NaNoGenMo project: Book of Horoscopes
Every November, I get excited for NaNoGenMo — National Novel Generation Month, which challenges you to write code that generates a 50,000-word novel (we’re using novel loosely here). Your output doesn’t have to make sense and it probably won’t. It’s a great way to practice your code skills for a creative and silly project that over 100 other people participate in on GitHub.
For NaNoGenMo 2019, I created the Book of Horoscopes (see my code on GitHub). Using a list of existing horoscopes and fortunes from other sources, a list of interjections, and Markov chains, my Python script generates a year of daily horoscopes for each Zodiac sign.
The general format, inspired by Cosmopolitan magazine’s horoscopes, is: date, sign, exclamation (“Yikes, Leo!”), then a mangled horoscope:
Friday, January 31, 2020
Aquarius
Agreed, Aquarius! Heaven knows it’s little enough. Good news will come true. Many changes of mind helps in decision making. Compassion is very much a part of your nature. Drain the moat. An exotic journey in downtown newark is in the business world and society. You will attract cultured artistic.
This was a fun project. I love iterative language generation projects with no attempt at narrative, the kind you won’t read straight through but will dive into here and there.

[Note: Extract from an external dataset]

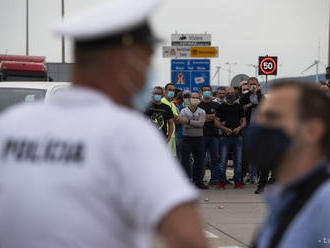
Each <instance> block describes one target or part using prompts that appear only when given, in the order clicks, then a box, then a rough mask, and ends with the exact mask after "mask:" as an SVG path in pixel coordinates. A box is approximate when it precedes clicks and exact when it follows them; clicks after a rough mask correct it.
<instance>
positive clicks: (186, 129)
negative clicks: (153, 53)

I had one output of my script printed and bound into a 501-page book, without any editing besides formatting:
You can read the whole 501-page output of my script as a PDF (7.5MB, starts on page 5).
Like many Markov chain text experiments, sometimes the output of this project makes an uncanny amount of sense, and sometimes it totally doesn’t. I also left it a little messy, so capitalization and punctuation are a bit off.
I should also note that absolutely zero astrological knowledge went into the creation of this script. No star alignments were calculated, and I still don’t know what “house” means in astrology. This project is meant to be whimsical but not mean-spirited. I won’t lie, I had just read the New Yorker essay about astrology by Christine Smallwood when I started brainstorming project ideas.